Keywords: geriatric, motor vehicle collision, post-traumatic, spinal rehabilitation, surgical fusion

Introduction

Motor vehicle collisions (MVCs) are a common cause of persistent spinal pain. Specifically, as adults grow older demonstrating higher rates of chronic symptoms and functional decline following trauma [1]. Age-related degenerative changes, reduced tissue elasticity, and diminished neuromuscular adaptability contribute to prolonged recovery trajectories in this population. When a history of prior lumbar surgery is present, post-collision lumbar pain often follows a more complex clinical course. This reflects altered biomechanics, preexisting structural compromise, and an increased susceptibility to persistent or refractory symptoms after trauma. This reflects altered spinal biomechanics and disrupted load distribution with compensatory movement strategies that increase susceptibility to refractory pain [2].
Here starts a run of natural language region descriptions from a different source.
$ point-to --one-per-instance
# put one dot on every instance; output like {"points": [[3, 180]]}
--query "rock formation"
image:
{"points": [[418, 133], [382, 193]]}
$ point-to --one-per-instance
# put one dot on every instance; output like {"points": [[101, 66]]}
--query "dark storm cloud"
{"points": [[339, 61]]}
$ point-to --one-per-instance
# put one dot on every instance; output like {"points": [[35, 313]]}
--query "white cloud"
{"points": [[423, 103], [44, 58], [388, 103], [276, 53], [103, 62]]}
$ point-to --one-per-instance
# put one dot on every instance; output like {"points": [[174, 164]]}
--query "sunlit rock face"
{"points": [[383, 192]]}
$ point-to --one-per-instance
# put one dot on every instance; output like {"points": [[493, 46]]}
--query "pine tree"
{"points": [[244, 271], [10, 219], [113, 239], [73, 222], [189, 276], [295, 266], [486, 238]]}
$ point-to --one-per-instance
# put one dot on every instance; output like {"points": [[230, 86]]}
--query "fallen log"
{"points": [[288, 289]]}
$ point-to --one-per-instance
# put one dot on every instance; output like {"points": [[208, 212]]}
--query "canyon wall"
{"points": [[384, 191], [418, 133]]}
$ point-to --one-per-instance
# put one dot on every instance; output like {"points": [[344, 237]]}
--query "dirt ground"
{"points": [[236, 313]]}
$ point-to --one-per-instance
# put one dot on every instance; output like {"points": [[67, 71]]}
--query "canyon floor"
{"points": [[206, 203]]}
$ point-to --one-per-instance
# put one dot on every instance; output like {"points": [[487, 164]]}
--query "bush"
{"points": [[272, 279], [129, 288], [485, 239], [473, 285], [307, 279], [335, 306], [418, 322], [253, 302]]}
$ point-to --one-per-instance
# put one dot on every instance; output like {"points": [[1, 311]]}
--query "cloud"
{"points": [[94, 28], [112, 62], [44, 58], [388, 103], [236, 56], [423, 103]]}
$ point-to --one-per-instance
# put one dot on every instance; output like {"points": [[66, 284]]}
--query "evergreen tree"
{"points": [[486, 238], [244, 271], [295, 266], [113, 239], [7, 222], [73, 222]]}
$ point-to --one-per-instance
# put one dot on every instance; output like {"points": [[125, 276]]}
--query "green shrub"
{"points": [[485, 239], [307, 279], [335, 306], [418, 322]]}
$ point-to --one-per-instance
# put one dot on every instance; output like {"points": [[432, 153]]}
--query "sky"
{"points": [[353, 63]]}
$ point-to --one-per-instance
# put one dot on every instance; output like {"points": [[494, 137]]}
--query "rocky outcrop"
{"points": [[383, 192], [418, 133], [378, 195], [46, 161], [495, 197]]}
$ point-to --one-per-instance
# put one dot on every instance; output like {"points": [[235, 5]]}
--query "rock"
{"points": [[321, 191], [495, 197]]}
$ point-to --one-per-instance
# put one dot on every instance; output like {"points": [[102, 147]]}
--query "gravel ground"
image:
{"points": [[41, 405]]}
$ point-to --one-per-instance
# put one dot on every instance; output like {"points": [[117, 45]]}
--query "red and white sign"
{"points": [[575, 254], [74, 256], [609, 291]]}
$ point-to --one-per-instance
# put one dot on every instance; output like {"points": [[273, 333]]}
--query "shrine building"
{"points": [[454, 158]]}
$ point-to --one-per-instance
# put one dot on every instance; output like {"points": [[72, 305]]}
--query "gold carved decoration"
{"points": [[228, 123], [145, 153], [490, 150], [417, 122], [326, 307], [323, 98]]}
Lumbar pain following a motor vehicle collision would be assessed through a biomechanical and functional framework that accounts for prior surgical alteration. This approach also considers sagittal alignment and segmental stability when determining clinical significance and management. Early identification of mechanical pain drivers and targeted conservative intervention would be expected to reduce chronicity and limit escalation of care. Older patients with prior lumbar surgery are frequently managed through symptom-focused pathways. These emphasize pharmacologic treatment, generalized physical therapy, or interventional procedures, often without adequate structural assessment [3]. Persistent pain, in this population, is commonly attributed to irreversible postsurgical change rather than potentially modifiable mechanical dysfunction.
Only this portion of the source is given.